The Ministry of Dreams, Hopes & Fears
In December, political performance artist Larry Bogad, dressed as an important government bureaucrat, set up his Ministry of Dreams, Hopes and Fears on a desk in the middle of the Plaça George Orwell. “The name of the ‘security law’ is in itself Orwellian – as a people’s security is actually undermined when their right to free protest is taken away,” he explains. “The fact that George Orwell fought against authoritarianism, to the point of a near-mortal wounding, in the Spanish Civil War, and that Plaça George Orwell was the first public space in Barcelona where the local government installed security cameras, made that location a good place symbolically to protest this law.”
Armed with a suit, a desk lamp, and various items of viciously deployed stationery, he rotated signs in Catalan, Spanish and English that said “Write your Dreams”, “Write your Hopes”, and “Write your Fears”. Participants formed an obedient queue to fill in their forms, which he then duly ‘processed’. This involved anything from arbitrarily censoring them to grinding them in a mortar and pestle to turning them into a paper aeroplane. To those who objected he assigned ‘protest zones’ the size of a single shoeprint, so in order to protest you had to stand on one leg. You could also sign a Contract with the State in which you agree to exchange your liberty for security.

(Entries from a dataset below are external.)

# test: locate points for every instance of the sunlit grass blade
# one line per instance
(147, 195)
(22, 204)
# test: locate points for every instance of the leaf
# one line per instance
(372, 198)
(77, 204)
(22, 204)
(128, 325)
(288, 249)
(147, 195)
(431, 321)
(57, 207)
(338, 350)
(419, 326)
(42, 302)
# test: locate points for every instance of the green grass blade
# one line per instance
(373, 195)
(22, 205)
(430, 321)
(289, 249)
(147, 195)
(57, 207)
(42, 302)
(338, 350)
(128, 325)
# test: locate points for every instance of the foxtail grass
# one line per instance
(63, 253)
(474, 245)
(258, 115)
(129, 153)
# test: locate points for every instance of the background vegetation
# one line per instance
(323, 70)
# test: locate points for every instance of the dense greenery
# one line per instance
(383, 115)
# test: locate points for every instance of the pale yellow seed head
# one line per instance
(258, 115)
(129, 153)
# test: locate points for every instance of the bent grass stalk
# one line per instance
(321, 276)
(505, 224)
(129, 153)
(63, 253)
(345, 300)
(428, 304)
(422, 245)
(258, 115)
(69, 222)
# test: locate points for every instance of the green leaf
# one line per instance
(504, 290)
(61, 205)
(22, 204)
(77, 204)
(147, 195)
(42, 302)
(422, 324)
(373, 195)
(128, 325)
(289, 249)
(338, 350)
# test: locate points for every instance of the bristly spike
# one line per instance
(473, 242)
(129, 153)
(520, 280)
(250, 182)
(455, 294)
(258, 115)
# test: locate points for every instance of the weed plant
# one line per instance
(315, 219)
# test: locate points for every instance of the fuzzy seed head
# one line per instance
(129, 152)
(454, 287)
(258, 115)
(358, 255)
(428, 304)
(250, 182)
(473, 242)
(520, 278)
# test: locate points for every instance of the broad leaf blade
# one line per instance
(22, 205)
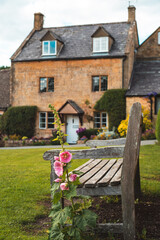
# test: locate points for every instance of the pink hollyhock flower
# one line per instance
(58, 180)
(72, 177)
(58, 167)
(64, 186)
(65, 157)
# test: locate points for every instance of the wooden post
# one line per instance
(130, 167)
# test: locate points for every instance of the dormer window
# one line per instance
(49, 47)
(159, 38)
(100, 44)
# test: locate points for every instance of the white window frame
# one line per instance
(49, 53)
(159, 38)
(101, 126)
(45, 120)
(99, 41)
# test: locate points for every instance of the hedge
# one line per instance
(19, 121)
(158, 127)
(114, 103)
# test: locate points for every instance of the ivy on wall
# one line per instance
(113, 102)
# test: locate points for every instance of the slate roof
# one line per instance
(77, 42)
(74, 105)
(146, 78)
(4, 89)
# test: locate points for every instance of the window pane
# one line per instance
(50, 84)
(43, 84)
(50, 120)
(95, 84)
(157, 104)
(52, 47)
(104, 83)
(96, 44)
(42, 120)
(97, 120)
(104, 119)
(45, 47)
(104, 44)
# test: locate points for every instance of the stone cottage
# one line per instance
(71, 67)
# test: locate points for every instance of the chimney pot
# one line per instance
(38, 21)
(131, 13)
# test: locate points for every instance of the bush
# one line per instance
(147, 125)
(19, 121)
(86, 132)
(158, 127)
(114, 103)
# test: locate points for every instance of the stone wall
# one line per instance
(73, 80)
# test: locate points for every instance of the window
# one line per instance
(158, 37)
(100, 119)
(46, 84)
(99, 83)
(49, 47)
(157, 104)
(46, 120)
(100, 44)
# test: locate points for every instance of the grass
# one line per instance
(150, 169)
(25, 189)
(25, 186)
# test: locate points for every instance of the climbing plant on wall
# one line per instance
(113, 102)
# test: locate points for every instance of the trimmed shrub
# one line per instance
(86, 132)
(158, 127)
(19, 121)
(114, 103)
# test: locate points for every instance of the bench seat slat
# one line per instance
(106, 166)
(90, 171)
(117, 177)
(110, 174)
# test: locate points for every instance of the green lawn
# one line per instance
(25, 188)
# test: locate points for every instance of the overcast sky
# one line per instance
(16, 17)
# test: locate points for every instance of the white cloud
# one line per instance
(17, 17)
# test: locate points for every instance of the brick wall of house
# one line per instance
(73, 80)
(150, 48)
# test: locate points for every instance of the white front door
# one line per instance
(72, 126)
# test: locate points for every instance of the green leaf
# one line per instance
(75, 233)
(55, 186)
(77, 172)
(56, 233)
(55, 139)
(60, 215)
(56, 197)
(85, 219)
(72, 192)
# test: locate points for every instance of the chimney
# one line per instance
(131, 14)
(38, 21)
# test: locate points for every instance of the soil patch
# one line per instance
(108, 209)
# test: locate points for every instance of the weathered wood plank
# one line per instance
(85, 164)
(100, 191)
(130, 161)
(110, 174)
(90, 170)
(117, 177)
(106, 152)
(100, 171)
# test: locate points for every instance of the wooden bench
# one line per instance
(118, 176)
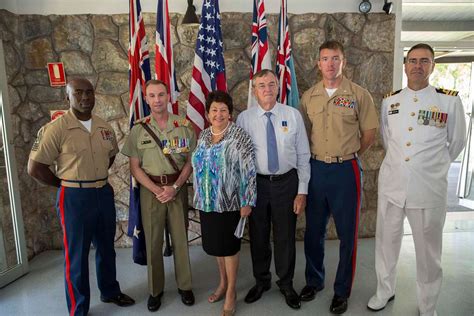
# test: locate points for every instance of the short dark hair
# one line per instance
(154, 82)
(333, 45)
(263, 73)
(219, 96)
(421, 46)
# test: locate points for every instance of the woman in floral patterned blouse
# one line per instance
(224, 190)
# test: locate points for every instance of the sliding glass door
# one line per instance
(13, 257)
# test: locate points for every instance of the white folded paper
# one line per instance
(239, 231)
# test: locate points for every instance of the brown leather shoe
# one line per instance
(187, 297)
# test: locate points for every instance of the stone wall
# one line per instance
(95, 46)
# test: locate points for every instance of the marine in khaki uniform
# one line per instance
(423, 131)
(83, 147)
(162, 171)
(341, 121)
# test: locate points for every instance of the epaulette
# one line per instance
(146, 120)
(181, 122)
(391, 93)
(447, 92)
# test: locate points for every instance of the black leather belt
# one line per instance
(276, 177)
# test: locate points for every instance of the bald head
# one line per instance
(80, 94)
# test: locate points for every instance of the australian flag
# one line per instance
(139, 74)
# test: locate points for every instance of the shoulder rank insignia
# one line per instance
(447, 92)
(391, 93)
(146, 120)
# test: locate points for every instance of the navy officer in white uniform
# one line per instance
(282, 159)
(423, 130)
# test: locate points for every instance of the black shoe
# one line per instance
(338, 305)
(120, 300)
(256, 292)
(154, 302)
(187, 297)
(308, 293)
(291, 297)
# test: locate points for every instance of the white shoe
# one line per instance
(376, 304)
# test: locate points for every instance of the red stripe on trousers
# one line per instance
(355, 166)
(66, 254)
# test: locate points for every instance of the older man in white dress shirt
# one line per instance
(283, 171)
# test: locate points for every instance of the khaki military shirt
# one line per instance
(334, 123)
(79, 155)
(178, 140)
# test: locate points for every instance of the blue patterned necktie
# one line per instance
(272, 150)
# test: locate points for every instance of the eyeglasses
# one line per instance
(262, 86)
(421, 61)
(335, 59)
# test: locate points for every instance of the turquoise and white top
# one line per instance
(224, 173)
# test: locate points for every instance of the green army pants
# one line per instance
(154, 214)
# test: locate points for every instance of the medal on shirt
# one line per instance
(394, 108)
(438, 119)
(421, 115)
(426, 119)
(444, 120)
(432, 118)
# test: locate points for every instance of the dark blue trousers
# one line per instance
(334, 189)
(87, 215)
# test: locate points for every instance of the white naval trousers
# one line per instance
(427, 229)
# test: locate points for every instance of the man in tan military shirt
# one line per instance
(159, 148)
(341, 121)
(83, 147)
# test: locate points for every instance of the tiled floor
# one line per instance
(41, 291)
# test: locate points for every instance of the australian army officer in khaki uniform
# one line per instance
(83, 147)
(159, 147)
(341, 120)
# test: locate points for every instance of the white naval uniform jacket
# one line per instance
(415, 168)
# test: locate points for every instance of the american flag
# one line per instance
(209, 68)
(164, 65)
(285, 68)
(260, 51)
(139, 74)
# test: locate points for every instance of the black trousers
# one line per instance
(274, 209)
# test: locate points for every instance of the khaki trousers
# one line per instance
(154, 215)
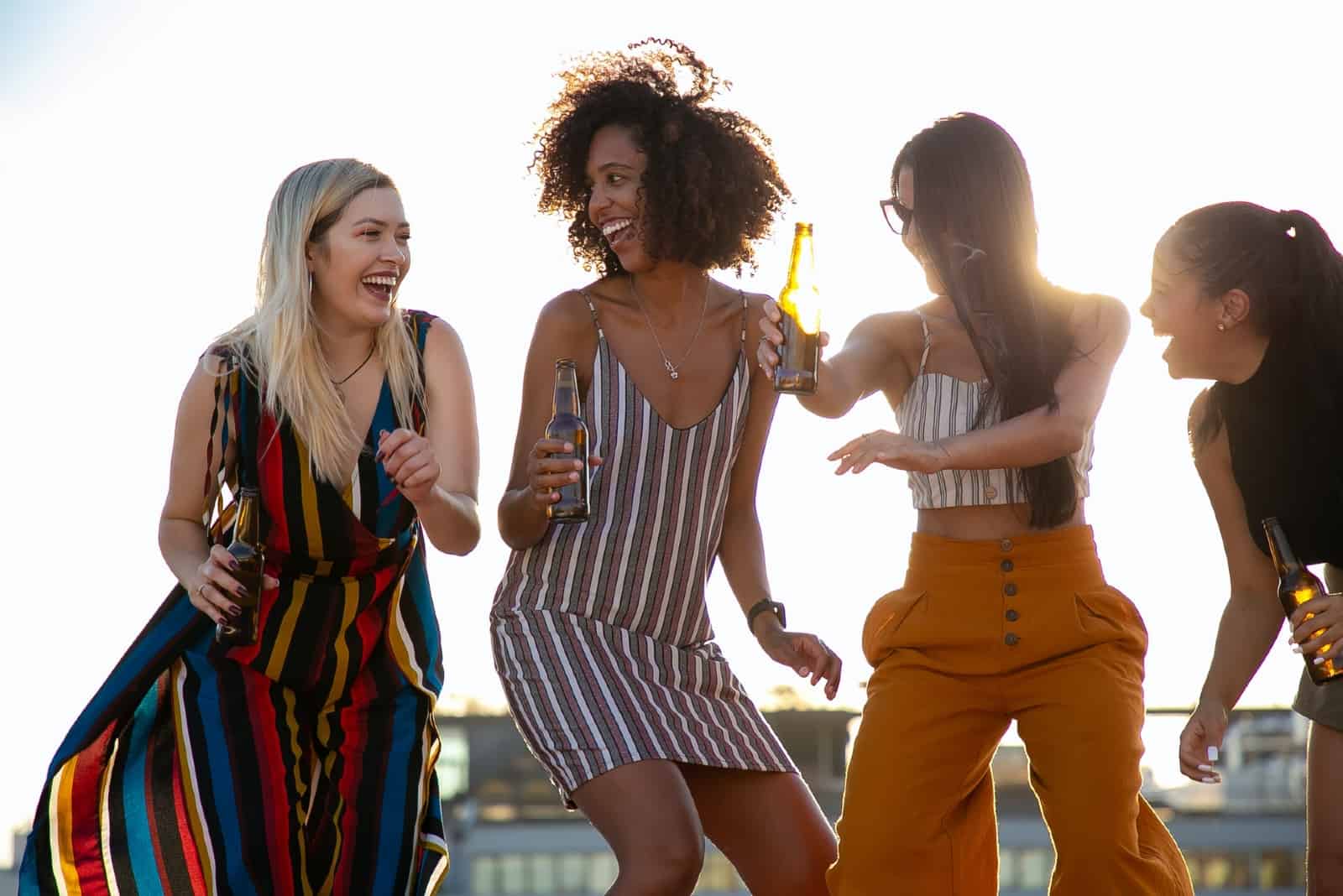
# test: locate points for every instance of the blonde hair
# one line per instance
(279, 344)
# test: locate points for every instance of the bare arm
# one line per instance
(447, 508)
(742, 546)
(563, 331)
(1252, 617)
(1044, 434)
(870, 361)
(1100, 327)
(192, 487)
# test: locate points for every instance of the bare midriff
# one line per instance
(984, 524)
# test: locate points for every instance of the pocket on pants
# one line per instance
(1107, 615)
(886, 618)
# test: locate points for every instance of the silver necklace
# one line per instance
(342, 383)
(673, 369)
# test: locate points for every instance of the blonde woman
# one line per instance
(304, 762)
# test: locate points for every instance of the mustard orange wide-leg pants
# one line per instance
(982, 633)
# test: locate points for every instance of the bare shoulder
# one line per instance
(442, 338)
(1100, 314)
(566, 315)
(900, 333)
(1206, 435)
(755, 311)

“The Ministry of Dreams, Hopes and Fears,” Bogad explains, “is a sort of gentle, absurd parody on surveillance, submission, arbitrary restriction, resistance and compliance. My character, a silent and callous bureaucrat, accepts the submissions of personal secrets while he mangles, censors, sets alight and smokes, their dreams, hopes, and fears.”
As with Güell, this is political jujitsu, this time using the satirical weapons of over-compliance and over-identification with the oppressor. As Joseph Brodsky says, “Evil can be made absurd through excess… through dwarfing its demands with the volume of your compliance.” There is also something inherently subversive and freeing about it: it is hard to feel afraid when you are laughing.
It’s not that I am suggesting this law can be defeated by the power of clowning – far from it. But using surrealism and defying expectations is tactically smart: if the state wants to divide up people into ‘good’ and ‘bad’ protesters, it would be better to refuse those roles. Why not have the encaputxats picking up litter, or the iaioflautas masked up? Why not flood government offices with ridiculous complaints and things we find offensive against the state?
The Ley de Seguridad Ciudadana, in its extremism and absurdity, offers up an open invitation to creative and audacious new forms of civil disobedience. With this new law, the government has tried to cut off all imaginable avenues for protest. The task now is to discover the ones they couldn’t imagine.